1. Feedback on two irradiation testing projects Emergency lights and TETRA system
Elisa Guillermain

2. Material Irradiation testing - WorkFlow
Identification of dose levels :
Where is the material installation area(s) ?
How long is it expected to live ?
Irradiation test → Accelerated ageing test.
Definition of the irradiation test parameters and specification.
Irradiation type and dosimetry, passive or active test, etc…
Choice of the suitable irradiation facility.
In-house (CHARM, CC60,…) or external (Fraunhofer INT, Ionisos,…).
Material characterization :
Tests and analysis.
Conclusions : Can the material be installed or an alternative must be find ?
R2E team support at all steps !
Support of the
Monitoring and Calculation Working Group !

3. Project example 1 : Emergency lights

4. Emergency lights : Overview
Current technology is robust but obsolete – will be discontinued.
Need to have a replacement solution !
New emergency lighting system : Two types of lights :
Comatelec specifically designed for wall mounting.
Thorlux for ceilings.
Specifications are similar.
Parts potentially sensitive to radiation :
Power supply :
Modified for SEE insensitivity (still need to be fully assessed).
KT fund and CERN open hardware license.
LEDs.
Plastic or glass parts (windows).

5. Emergency lights : Irradiation tests history
Test of the full system :
In CNGS.
Gammas (Fraunhofer INT) – December 2013.
Passive tests, up to 100 kGy.
Darkening of the windows.
Decrease of the light flux.
Neutrons (CEA) – June 2013.
5x1014 neutron eq/cm2.
Difficulties for the characterization test.
Test of parts :
At CHARM :
Bridge rectifier of the new power supply was tested at CHARM.
Resistant up to at least 30 Gy (parasitic mode : low total dose…).

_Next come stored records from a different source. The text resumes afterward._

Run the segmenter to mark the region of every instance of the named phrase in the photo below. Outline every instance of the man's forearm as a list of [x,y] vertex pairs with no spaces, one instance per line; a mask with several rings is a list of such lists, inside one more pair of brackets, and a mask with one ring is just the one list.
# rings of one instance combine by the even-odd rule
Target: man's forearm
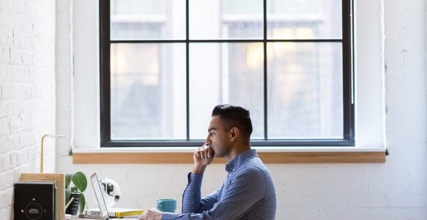
[[193,169],[191,170],[191,174],[203,174],[205,173],[205,170],[206,169],[206,166],[194,164],[193,165]]

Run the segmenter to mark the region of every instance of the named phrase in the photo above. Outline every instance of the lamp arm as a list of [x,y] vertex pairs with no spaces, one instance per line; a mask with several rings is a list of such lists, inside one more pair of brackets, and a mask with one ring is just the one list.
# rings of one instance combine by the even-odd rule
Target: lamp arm
[[40,142],[40,173],[43,173],[43,139],[48,136],[47,134],[43,134],[42,136],[42,140]]

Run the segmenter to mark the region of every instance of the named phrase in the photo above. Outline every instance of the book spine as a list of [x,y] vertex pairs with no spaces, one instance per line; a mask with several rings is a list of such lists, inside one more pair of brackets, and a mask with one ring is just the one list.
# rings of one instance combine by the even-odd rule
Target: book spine
[[101,216],[101,211],[100,211],[86,210],[86,212],[84,214],[86,215],[91,215],[91,216]]
[[79,215],[79,218],[81,219],[102,219],[102,217],[101,216],[97,216],[93,215]]

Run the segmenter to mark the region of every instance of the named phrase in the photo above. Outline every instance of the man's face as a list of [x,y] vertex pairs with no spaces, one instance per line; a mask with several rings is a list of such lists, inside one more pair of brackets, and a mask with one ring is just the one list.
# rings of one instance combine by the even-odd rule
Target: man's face
[[212,117],[205,144],[214,148],[215,157],[224,157],[229,154],[232,149],[230,137],[231,132],[224,130],[219,116]]

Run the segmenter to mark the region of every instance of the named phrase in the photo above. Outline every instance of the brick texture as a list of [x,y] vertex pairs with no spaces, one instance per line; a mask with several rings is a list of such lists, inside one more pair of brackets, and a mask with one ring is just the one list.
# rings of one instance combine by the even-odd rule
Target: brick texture
[[[55,132],[54,7],[54,0],[0,1],[2,219],[13,219],[19,174],[39,172],[42,135]],[[45,172],[54,172],[54,148],[45,155]]]

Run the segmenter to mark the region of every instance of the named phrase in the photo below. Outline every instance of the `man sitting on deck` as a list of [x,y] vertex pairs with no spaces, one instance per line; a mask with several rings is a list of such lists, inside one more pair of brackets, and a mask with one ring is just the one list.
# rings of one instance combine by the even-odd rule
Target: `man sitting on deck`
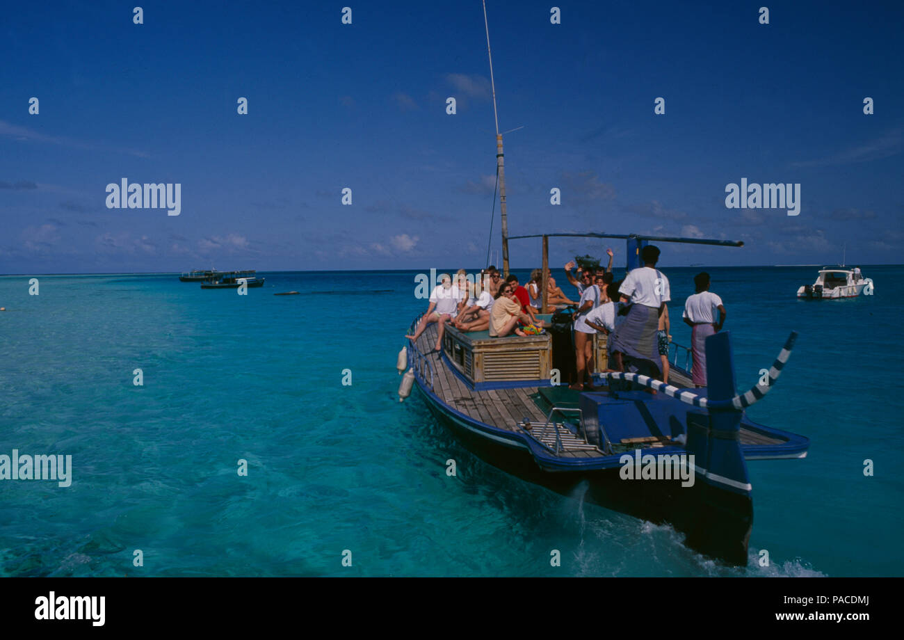
[[493,303],[493,311],[490,312],[490,335],[502,338],[513,332],[522,336],[528,335],[518,326],[519,322],[530,325],[531,318],[522,312],[521,302],[515,296],[514,287],[506,282],[499,287],[499,293],[496,294],[496,299]]
[[503,276],[499,273],[499,269],[493,265],[487,267],[484,273],[485,274],[484,278],[484,288],[489,291],[490,296],[495,299],[496,294],[499,293],[499,286],[503,284]]
[[446,333],[446,323],[455,318],[458,315],[458,303],[461,301],[461,292],[457,287],[452,287],[452,278],[447,273],[439,275],[441,285],[433,289],[430,294],[430,305],[427,307],[427,313],[418,325],[414,335],[405,337],[412,342],[418,342],[418,338],[424,333],[424,329],[430,323],[439,323],[439,334],[437,336],[436,351],[439,351],[443,344],[443,334]]

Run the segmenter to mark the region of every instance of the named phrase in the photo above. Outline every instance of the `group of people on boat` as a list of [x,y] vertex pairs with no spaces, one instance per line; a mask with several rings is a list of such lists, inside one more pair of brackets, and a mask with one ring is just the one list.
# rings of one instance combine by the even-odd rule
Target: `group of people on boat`
[[[529,283],[534,295],[541,275],[534,273]],[[499,269],[490,266],[481,271],[476,282],[468,278],[467,271],[463,268],[456,272],[454,282],[447,273],[440,274],[438,279],[440,284],[430,294],[427,313],[414,334],[406,338],[417,341],[429,325],[437,323],[438,329],[434,349],[439,351],[447,324],[459,331],[487,331],[494,337],[513,334],[536,335],[548,326],[537,317],[540,309],[532,305],[532,294],[519,284],[514,274],[504,280]],[[565,295],[554,281],[550,284],[550,293],[553,294],[553,299],[561,299],[567,304]]]
[[[574,314],[574,342],[578,377],[572,389],[593,389],[593,334],[607,339],[608,371],[625,371],[626,360],[648,362],[655,377],[667,382],[672,327],[668,303],[672,300],[669,279],[656,268],[660,251],[647,245],[641,249],[643,267],[632,269],[624,280],[613,281],[612,258],[606,272],[590,274],[578,269],[573,278],[580,293]],[[571,281],[574,262],[565,265]],[[591,284],[592,283],[592,284]],[[697,387],[706,386],[706,338],[721,330],[728,314],[721,298],[711,293],[710,275],[694,277],[696,293],[684,303],[682,315],[692,327],[692,375]]]
[[[578,289],[578,301],[557,287],[553,278],[547,278],[547,305],[576,307],[572,320],[577,379],[570,387],[594,388],[593,336],[598,333],[606,336],[609,366],[615,367],[608,371],[625,371],[626,361],[649,362],[655,369],[651,372],[667,382],[672,341],[668,303],[672,297],[668,278],[656,268],[659,249],[644,247],[643,267],[618,281],[612,273],[612,249],[607,249],[607,254],[609,259],[605,268],[582,268],[574,261],[565,265],[568,281]],[[572,275],[576,267],[577,275]],[[437,323],[434,348],[439,351],[449,324],[458,331],[487,331],[495,337],[534,335],[549,326],[538,317],[542,309],[541,269],[533,270],[527,287],[514,274],[503,278],[494,266],[483,269],[476,279],[469,278],[465,269],[459,269],[454,278],[441,274],[438,279],[427,313],[414,334],[405,337],[417,341],[430,324]],[[706,385],[705,340],[721,329],[727,312],[721,298],[709,290],[709,274],[697,274],[693,279],[696,293],[685,301],[683,320],[692,327],[693,383],[702,387]]]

6. Emergency lights : Irradiation tests history
On-going real condition tests : The old technology was removed and replaced by the new technology during LS1:
In LHC Pt 7 :
Wall emergency lights (approx. 1.4 m height every 14 m).
Lights are ON when tunnel is closed.
In TDC2 and TCC2 :
Wall emergency lights (approx. 1.4 m height) and
ceiling emergency lights.
Half of the lights are OFF when tunnel is closed.
LED lifetime increase is expected.

7. Emergency lights: Requests to MC WG
The light shall withstand at least 5-years LHC dose.
Doses accumulated since their installation (LS1) ?
Expected doses for the next years ?
The lights are not at beam level (BLM) nor RadMon locations (below beam line), but on the walls :
How to assess the dose at the tunnel walls from the doses at beam level ?
Feedback from MC WG will help determining the parameters and condition for the foreseen additional irradiation tests.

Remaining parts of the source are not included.